Tiba-tiba saja perasaan rindu muncul. Baru sehari tak melihat Meisarah, rasanya ingin terbang saja ke Periangan.

"Noah?" seseorang memanggilku dari belakang. Ketika aku berbalik, betapa terkejutnya diriku, ternyata Sabina. Dari mana cewek berambut bob itu tahu kalau aku sudah pulang?

"Naoh, I Miss You, So Much!" Dia berlari dan memelukku.

"Sayang ... " Dia mulai bergelut manja dan meraba-raba wajahku. Kucoba menepis.

"Sayang? Aku kangeeen banget sama kamu." Sabina tanpa permisi menciumi pipiku.

"Sabina, please, aku baru datang. Aku ingin istirahat."

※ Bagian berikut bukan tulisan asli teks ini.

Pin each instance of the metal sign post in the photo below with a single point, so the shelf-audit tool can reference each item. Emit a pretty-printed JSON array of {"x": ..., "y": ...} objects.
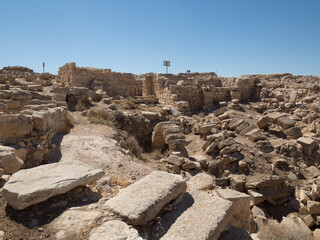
[{"x": 166, "y": 64}]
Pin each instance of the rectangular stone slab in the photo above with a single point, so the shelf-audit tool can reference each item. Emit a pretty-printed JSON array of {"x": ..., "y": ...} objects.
[
  {"x": 30, "y": 186},
  {"x": 204, "y": 220},
  {"x": 143, "y": 200}
]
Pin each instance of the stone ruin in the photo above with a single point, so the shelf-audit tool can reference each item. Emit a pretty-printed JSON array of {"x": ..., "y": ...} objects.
[{"x": 103, "y": 154}]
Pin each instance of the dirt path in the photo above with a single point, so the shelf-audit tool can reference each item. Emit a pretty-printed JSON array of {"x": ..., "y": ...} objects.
[{"x": 69, "y": 215}]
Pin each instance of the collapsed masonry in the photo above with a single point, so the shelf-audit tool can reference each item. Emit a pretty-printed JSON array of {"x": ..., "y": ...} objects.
[{"x": 187, "y": 91}]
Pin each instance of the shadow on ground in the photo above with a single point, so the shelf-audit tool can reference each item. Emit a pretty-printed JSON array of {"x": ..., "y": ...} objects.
[
  {"x": 45, "y": 212},
  {"x": 165, "y": 220}
]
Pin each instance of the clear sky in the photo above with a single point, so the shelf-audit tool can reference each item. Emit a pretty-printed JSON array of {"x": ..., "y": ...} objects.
[{"x": 232, "y": 37}]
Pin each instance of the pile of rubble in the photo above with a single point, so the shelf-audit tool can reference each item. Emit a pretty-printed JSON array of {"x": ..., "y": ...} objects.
[{"x": 218, "y": 158}]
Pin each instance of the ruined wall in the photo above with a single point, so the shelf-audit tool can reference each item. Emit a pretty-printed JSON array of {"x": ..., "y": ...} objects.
[
  {"x": 113, "y": 83},
  {"x": 28, "y": 123}
]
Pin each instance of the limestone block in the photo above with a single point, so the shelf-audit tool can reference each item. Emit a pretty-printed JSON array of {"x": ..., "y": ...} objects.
[
  {"x": 313, "y": 207},
  {"x": 40, "y": 120},
  {"x": 285, "y": 123},
  {"x": 9, "y": 162},
  {"x": 205, "y": 219},
  {"x": 308, "y": 145},
  {"x": 201, "y": 181},
  {"x": 115, "y": 230},
  {"x": 31, "y": 186},
  {"x": 18, "y": 151},
  {"x": 143, "y": 200},
  {"x": 241, "y": 202}
]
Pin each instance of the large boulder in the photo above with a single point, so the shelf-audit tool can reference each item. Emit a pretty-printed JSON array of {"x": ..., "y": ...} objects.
[
  {"x": 308, "y": 145},
  {"x": 286, "y": 122},
  {"x": 115, "y": 230},
  {"x": 14, "y": 127},
  {"x": 30, "y": 186},
  {"x": 205, "y": 219},
  {"x": 10, "y": 163},
  {"x": 142, "y": 201}
]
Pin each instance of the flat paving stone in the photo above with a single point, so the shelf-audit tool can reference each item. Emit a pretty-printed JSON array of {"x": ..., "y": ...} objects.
[
  {"x": 143, "y": 200},
  {"x": 30, "y": 186}
]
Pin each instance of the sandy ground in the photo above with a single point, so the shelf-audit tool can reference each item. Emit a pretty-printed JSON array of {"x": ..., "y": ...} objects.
[{"x": 62, "y": 217}]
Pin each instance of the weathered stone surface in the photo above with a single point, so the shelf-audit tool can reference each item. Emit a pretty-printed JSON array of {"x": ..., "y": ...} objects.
[
  {"x": 285, "y": 123},
  {"x": 200, "y": 182},
  {"x": 275, "y": 116},
  {"x": 241, "y": 202},
  {"x": 114, "y": 230},
  {"x": 10, "y": 163},
  {"x": 13, "y": 127},
  {"x": 313, "y": 207},
  {"x": 308, "y": 145},
  {"x": 293, "y": 133},
  {"x": 31, "y": 186},
  {"x": 175, "y": 160},
  {"x": 263, "y": 122},
  {"x": 205, "y": 219},
  {"x": 72, "y": 222},
  {"x": 142, "y": 201},
  {"x": 40, "y": 120}
]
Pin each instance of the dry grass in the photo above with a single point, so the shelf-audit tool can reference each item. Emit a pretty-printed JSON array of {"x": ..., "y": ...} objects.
[{"x": 275, "y": 231}]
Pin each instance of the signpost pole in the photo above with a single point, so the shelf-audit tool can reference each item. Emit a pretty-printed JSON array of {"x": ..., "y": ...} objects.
[{"x": 166, "y": 64}]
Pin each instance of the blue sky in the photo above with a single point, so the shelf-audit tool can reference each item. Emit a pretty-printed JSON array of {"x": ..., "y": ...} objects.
[{"x": 232, "y": 37}]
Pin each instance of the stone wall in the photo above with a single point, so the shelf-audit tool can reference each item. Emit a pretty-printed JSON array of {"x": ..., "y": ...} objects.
[
  {"x": 28, "y": 123},
  {"x": 113, "y": 83},
  {"x": 196, "y": 91}
]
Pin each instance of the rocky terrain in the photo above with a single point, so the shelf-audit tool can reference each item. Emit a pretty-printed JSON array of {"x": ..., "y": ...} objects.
[{"x": 95, "y": 154}]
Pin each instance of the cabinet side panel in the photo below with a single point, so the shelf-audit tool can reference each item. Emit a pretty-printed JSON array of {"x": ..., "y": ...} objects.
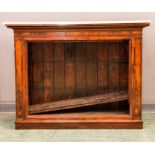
[
  {"x": 91, "y": 68},
  {"x": 48, "y": 71},
  {"x": 69, "y": 70},
  {"x": 21, "y": 78},
  {"x": 59, "y": 71},
  {"x": 80, "y": 69},
  {"x": 135, "y": 78}
]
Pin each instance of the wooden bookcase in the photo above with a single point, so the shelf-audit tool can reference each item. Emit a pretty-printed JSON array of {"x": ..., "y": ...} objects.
[{"x": 78, "y": 75}]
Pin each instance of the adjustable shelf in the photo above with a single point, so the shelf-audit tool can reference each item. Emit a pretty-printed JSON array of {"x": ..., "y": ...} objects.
[{"x": 85, "y": 75}]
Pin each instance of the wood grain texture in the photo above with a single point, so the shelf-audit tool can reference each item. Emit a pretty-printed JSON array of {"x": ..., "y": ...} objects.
[
  {"x": 102, "y": 66},
  {"x": 79, "y": 102}
]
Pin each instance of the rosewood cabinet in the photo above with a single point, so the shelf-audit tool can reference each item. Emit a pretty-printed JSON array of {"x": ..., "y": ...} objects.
[{"x": 78, "y": 75}]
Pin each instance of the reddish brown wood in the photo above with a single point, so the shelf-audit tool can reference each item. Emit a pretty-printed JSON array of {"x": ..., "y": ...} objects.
[
  {"x": 59, "y": 71},
  {"x": 78, "y": 102},
  {"x": 58, "y": 74}
]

"Biasanya juga kamu langsung saja, bukankah lama tak bertemu justru butuh sesuatu yang menyenyakan tidurmu?" Sabina menarik lenganku dan mendorong tubuhku hingga terhempas ke kasur.

"Aku benar-benar capek."

"Kamu, kan, tinggal diam." Sabina melanjutkan aksinya. Dia mulai melepas kancing bajunya. Lalu berlagak sexy di depanku.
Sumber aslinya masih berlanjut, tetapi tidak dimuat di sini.